Downloads prop up faltering music sales
Digital music sales continue to rise, with iTunes now the leading source of music in the US.
According to the International Federation of the Phonographic Industry's Recording Industry in Numbers 2010 report,
while total worldwide music sales fell 7.2 percent last year, digital sales rose 9.2 percent to make up a quarter of all music sales.
North American sales showed the slowest growth, at just 1.1 percent.
"Global music sales in 2009 fell by seven percent. This is disappointing, but amid the decline there are some very positive points. No fewer than thirteen countries saw music sales grow in 2009, including important markets such as Australia, Brazil, South Korea, Sweden and the UK," said IFPI chairman and CEO John Kennedy.
"Digital sales in some of those markets rose at very encouraging rates, reflecting the new opportunities of online and mobile channels."
These guys know who they blame for the poor figures. According to the IFPI, Spain and Canada, two countries with particularly weak legal defences against piracy, show the sharpest falls, at -14.3 percent and -7.4 percent respectively.
Peer to peer piracy remains the most prevalent channel for illegal music distribution of unauthorised content, accounting for more than 20 percent of internet traffic globally, says the IFPI.
"There is a huge battle ahead, but also signs that the tide of opinion among governments is shifting as piracy's impact on the economy and jobs becomes clear," says Kennedy.

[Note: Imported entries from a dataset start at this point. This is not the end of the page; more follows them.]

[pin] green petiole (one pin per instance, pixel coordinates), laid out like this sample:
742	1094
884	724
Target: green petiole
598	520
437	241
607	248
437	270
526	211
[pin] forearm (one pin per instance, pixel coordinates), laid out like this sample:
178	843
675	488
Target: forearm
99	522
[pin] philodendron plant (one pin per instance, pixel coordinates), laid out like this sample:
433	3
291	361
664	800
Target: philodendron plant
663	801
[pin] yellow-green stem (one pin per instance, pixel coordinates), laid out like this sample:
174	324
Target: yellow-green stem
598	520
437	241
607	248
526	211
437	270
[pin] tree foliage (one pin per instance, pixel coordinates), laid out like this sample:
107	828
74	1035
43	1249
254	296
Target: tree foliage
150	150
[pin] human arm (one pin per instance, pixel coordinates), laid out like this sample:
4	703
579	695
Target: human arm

"There is no doubt in my mind that growth is within reach for the music business - it depends, to a large extent, on how quickly governments can act to deal with piracy and, in doing so, tackle a market distortion that overshadows not just music but all the creative industries."
The report also includes a list of the best-selling albums for 2009. You probably don't want to know this, but Susan Boyle had the best selling album of 2009 globally with I Dreamed a Dream, which sold 8.3 million units.